Pour la deuxième fois en quelques mois, le Sénat a voté en faveur d'une interdiction totale de la vente de protoxyde d’azote aux particuliers. Ce gaz, populaire pour ses effets euphorisants, est désormais perçu comme un véritable fléau par les autorités publiques, notamment en raison de son utilisation détournée qui inquiète de plus en plus les législateurs et les acteurs de la santé publique.
Lors de l'examen du projet de loi Ripost, qui vise à lutter contre divers troubles à la sécurité quotidienne, les sénateurs ont réfléchi aux méthodes les plus efficaces pour contrer l'usage de ce qu'on appelle souvent le "gaz hilarant". Ils l'ont clairement associé à la hausse des décès sur les routes, une préoccupation croissante au sein des instances gouvernementales, comme l'indiquait un rapport de Sud Ouest. En effet, des études montrent un lien direct entre son utilisation et l'augmentation des accidents.

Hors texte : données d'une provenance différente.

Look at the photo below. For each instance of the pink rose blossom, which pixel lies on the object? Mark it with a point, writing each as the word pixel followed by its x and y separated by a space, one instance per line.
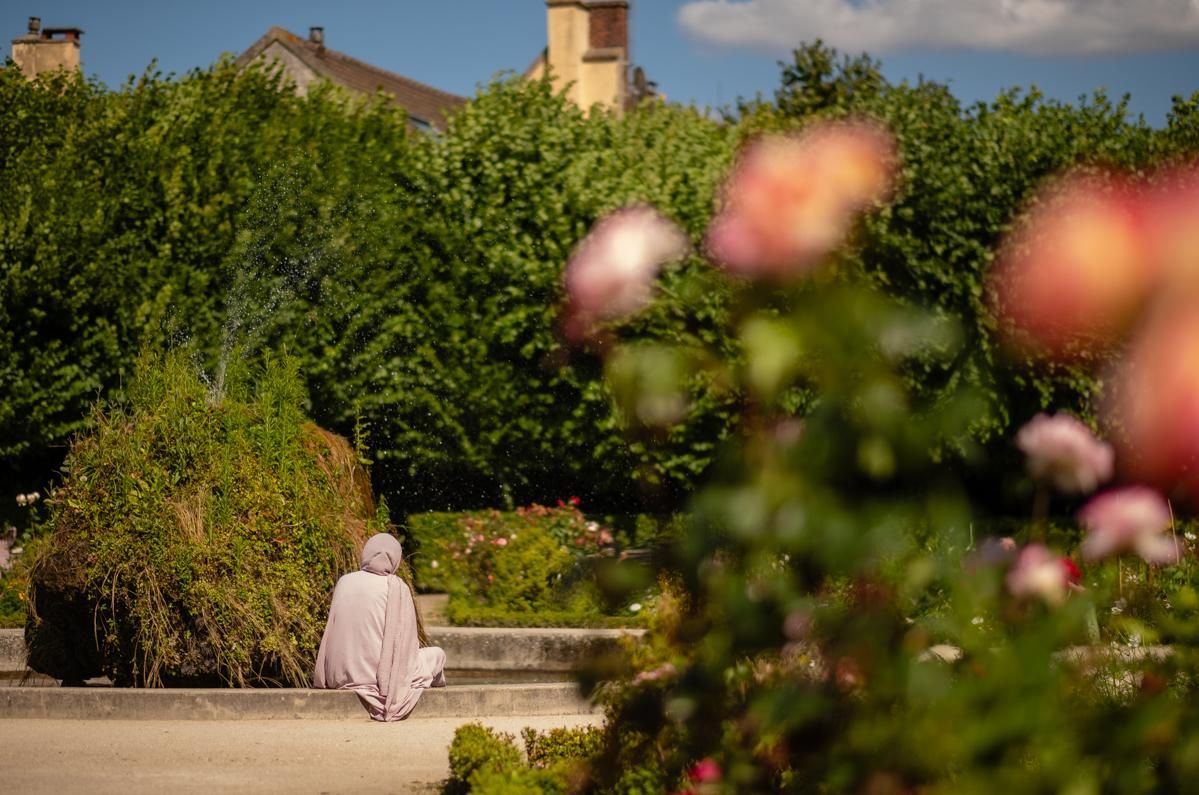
pixel 791 199
pixel 1128 519
pixel 1077 270
pixel 1040 573
pixel 1064 451
pixel 612 272
pixel 1154 401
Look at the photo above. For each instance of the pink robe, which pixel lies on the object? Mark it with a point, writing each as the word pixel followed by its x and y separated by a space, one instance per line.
pixel 369 644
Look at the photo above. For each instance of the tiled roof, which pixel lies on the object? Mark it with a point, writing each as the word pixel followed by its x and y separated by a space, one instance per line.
pixel 425 104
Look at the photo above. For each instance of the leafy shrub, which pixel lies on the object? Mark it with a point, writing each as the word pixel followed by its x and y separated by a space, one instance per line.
pixel 543 748
pixel 487 763
pixel 477 750
pixel 197 537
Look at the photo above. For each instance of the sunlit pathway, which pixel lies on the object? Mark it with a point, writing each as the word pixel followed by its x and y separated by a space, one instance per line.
pixel 98 757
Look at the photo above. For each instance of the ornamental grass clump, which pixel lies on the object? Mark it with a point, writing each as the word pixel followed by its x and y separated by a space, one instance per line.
pixel 196 537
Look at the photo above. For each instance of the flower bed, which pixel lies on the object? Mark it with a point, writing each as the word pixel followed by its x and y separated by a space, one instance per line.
pixel 534 566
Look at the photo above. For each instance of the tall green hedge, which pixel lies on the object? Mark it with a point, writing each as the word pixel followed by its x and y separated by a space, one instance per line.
pixel 416 277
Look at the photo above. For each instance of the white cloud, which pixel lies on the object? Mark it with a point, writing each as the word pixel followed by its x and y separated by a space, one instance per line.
pixel 1035 26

Ce projet de loi prévoyait initialement de restreindre les heures de vente de cette substance et de renforcer les sanctions en cas de vente illégale, avec des mesures pouvant mener à la fermeture d'un établissement. Cependant, le Sénat a décidé d'aller plus loin en interdisant complètement la détention et la vente de protoxyde d’azote. Marion Canalès, sénatrice socialiste, a défendu ce choix, soulignant que ce produit n’est "pas banal" et représente un "fléau sanitaire" aggravant la vulnérabilité de la jeunesse actuelle.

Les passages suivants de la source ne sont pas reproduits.